I want to be clear here that this isn't the only solution: you don't have to live near family to make it in academia. I mean, I went 10 years as a dual-academic-couple-with-kids in Texas, and we managed. Where there's a will, there's a way. You find your support network, you make your local village however you need to. But it is absolutely true that academics move, and when we move we make compromises between the many costs and benefits that we wish to have in our lives.

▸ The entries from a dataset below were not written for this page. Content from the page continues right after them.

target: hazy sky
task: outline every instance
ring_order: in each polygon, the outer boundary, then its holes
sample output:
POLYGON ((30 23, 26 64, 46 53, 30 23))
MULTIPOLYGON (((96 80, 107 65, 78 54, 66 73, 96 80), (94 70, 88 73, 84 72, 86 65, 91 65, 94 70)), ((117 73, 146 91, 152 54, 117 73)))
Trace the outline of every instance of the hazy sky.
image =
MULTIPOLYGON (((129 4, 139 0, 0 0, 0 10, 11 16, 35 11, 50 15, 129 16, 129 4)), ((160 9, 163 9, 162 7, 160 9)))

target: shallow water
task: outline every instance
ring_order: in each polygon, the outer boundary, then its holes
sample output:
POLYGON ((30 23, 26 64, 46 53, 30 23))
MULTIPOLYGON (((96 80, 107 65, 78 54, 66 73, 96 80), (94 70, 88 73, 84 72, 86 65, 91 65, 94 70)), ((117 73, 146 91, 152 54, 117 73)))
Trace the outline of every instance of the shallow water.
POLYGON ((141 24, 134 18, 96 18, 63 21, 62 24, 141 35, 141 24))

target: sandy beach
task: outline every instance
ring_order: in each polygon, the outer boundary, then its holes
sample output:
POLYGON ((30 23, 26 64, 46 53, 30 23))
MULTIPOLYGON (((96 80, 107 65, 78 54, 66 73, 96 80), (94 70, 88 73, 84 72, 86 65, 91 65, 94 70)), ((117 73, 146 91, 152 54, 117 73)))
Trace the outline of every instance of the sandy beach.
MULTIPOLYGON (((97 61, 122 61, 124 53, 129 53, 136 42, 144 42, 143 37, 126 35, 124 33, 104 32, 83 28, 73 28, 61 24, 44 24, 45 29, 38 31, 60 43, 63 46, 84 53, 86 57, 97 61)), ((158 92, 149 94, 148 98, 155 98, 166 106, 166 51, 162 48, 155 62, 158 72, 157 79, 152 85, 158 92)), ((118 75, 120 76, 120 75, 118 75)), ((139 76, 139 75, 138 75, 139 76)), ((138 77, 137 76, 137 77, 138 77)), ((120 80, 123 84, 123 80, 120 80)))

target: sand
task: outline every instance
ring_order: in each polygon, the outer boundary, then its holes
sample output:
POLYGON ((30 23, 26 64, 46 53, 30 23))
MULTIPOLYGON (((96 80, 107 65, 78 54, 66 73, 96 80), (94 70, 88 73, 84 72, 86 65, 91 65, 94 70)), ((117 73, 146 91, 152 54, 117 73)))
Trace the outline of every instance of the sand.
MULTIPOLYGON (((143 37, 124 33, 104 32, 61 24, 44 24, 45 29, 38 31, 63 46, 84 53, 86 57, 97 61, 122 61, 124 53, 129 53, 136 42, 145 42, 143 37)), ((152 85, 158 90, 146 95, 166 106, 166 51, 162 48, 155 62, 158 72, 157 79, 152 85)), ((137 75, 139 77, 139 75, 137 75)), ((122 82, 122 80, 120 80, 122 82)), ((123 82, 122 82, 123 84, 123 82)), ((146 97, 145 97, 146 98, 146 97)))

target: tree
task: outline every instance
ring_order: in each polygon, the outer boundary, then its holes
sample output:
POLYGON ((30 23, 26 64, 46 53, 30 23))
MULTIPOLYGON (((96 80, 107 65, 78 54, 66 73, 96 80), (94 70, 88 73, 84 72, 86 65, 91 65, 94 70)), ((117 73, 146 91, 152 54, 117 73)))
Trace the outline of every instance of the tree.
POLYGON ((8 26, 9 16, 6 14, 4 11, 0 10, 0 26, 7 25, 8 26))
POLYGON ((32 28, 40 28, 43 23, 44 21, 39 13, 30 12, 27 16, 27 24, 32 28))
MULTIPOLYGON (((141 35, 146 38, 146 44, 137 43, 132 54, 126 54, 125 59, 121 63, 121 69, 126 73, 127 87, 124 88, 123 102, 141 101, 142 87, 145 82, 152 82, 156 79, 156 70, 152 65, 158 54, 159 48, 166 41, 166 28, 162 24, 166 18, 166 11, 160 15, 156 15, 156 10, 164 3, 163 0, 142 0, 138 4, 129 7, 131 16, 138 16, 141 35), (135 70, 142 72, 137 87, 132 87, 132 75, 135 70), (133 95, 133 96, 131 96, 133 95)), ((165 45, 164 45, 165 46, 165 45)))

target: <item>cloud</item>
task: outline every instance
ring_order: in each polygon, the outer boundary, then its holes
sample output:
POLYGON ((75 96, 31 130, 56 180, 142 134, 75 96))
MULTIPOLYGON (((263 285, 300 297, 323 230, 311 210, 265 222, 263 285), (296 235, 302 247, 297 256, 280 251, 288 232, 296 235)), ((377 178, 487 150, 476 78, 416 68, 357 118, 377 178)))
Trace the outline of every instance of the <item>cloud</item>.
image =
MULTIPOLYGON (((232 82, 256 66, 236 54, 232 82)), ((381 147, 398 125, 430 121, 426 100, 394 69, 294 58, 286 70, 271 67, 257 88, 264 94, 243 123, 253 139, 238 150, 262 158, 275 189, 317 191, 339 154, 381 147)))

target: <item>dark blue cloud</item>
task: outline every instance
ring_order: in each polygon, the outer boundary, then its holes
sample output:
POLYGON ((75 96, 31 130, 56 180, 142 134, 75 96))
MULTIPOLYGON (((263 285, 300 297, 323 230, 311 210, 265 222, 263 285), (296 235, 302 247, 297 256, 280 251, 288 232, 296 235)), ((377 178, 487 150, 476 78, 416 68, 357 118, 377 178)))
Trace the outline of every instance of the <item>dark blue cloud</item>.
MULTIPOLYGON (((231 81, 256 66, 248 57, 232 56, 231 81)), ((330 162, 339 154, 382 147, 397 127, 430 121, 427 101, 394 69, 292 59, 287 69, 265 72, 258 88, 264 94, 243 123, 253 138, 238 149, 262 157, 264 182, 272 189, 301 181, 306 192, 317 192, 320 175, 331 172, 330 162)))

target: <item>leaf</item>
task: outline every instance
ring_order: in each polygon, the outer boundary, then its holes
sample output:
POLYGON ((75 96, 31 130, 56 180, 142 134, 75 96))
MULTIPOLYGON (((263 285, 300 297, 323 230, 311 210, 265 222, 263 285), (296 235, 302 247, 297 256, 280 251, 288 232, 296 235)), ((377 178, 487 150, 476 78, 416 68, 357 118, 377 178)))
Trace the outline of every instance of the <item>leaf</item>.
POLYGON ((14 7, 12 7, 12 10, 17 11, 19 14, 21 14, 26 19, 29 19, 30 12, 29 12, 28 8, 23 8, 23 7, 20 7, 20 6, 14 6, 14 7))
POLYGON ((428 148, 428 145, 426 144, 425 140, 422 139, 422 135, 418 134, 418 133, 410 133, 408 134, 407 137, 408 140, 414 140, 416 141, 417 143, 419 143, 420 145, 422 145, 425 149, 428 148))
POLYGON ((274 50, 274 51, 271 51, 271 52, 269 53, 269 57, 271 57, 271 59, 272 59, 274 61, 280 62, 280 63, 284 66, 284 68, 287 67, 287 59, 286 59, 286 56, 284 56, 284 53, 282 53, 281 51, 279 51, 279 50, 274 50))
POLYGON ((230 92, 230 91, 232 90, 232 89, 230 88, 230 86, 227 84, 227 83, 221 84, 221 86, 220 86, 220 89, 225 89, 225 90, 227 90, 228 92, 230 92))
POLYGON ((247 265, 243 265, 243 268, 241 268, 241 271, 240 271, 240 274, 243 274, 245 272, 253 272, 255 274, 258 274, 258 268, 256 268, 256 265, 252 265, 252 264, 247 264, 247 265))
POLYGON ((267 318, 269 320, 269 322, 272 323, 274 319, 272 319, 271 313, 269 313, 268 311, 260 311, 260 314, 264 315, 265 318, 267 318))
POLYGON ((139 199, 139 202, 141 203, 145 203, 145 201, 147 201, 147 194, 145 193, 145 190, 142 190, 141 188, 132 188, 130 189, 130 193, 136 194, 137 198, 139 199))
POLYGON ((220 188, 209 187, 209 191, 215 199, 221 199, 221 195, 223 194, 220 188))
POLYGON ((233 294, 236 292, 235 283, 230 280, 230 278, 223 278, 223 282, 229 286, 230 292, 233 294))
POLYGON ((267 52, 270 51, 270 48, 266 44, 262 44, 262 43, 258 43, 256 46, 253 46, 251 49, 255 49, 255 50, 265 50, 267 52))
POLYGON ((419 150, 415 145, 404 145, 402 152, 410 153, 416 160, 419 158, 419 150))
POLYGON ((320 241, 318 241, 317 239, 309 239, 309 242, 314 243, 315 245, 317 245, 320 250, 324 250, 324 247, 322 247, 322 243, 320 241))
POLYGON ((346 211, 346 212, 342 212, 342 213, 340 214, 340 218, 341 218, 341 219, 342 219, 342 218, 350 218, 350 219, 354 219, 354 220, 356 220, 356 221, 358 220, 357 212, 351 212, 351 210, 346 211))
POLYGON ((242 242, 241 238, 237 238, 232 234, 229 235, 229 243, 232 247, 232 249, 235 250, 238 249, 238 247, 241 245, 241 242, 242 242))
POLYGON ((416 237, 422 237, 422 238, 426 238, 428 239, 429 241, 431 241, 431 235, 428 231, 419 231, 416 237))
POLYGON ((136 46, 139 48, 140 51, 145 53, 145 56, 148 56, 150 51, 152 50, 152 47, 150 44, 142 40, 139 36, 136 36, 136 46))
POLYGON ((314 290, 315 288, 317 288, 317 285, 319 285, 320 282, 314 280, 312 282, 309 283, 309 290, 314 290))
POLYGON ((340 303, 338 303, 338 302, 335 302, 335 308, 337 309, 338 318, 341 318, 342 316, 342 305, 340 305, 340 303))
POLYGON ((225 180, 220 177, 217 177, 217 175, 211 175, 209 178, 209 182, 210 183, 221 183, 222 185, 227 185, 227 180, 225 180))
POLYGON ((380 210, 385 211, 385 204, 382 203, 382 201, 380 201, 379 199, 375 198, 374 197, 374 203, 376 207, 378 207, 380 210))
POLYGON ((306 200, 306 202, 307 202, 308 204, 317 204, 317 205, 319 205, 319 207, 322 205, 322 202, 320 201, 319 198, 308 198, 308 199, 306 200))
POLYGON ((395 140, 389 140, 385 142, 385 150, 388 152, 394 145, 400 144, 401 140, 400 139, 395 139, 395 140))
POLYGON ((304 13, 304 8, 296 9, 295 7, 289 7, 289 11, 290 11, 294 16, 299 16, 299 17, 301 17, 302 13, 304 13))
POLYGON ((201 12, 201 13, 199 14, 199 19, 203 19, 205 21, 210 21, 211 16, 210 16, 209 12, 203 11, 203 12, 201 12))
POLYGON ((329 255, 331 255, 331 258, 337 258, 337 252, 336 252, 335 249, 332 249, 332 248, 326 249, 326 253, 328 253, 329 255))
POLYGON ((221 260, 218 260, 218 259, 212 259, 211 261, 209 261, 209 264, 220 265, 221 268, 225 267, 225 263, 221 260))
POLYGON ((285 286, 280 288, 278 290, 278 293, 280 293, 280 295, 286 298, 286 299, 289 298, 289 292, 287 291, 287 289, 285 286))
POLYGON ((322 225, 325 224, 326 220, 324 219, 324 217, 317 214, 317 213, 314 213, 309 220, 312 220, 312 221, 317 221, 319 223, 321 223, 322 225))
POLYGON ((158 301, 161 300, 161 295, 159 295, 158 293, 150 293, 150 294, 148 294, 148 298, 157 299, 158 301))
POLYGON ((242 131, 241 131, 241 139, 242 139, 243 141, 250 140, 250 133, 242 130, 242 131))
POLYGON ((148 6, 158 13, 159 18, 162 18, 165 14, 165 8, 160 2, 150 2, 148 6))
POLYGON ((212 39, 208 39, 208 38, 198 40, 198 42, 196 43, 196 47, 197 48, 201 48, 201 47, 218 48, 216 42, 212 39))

If I didn't have the multi-layered support network, this would have played out very differently... because one set of in-laws got hit with the flu, I used two layers of safety net in dealing with my spouse being out of town and having a work commitment. Had I lacked one or both safety nets, it would have been okay-ish. Okay, in the sense that I could have told the visiting prospective student: sorry, I've got a sick kid. I know you flew all this way. I know I spent $300 for you to visit. But I can't do this today. The result would have been disappointing for us both, a bit expensive for me. She might have decided this wasn't a place to come for grad studies, changing her life path and my own lab group. But in the end, it can still be okay. So my final lesson is that although work-life balance can be challenging, and sometimes events happen that destabilize a balance you thought you had figured out, overall our line of work gives us great latitude to make on-the-fly adjustments to our schedules. Sick kid so I need to work at home? Okay, can do. A few emails to rearrange meetings, and its done. There are many careers where that is far, far harder.
So see this story as a glass half full one: academia is a career path where work-life balance is a challenge, as it is in every career. But it comes with great flexibility. That said, if you can live near family... it helps.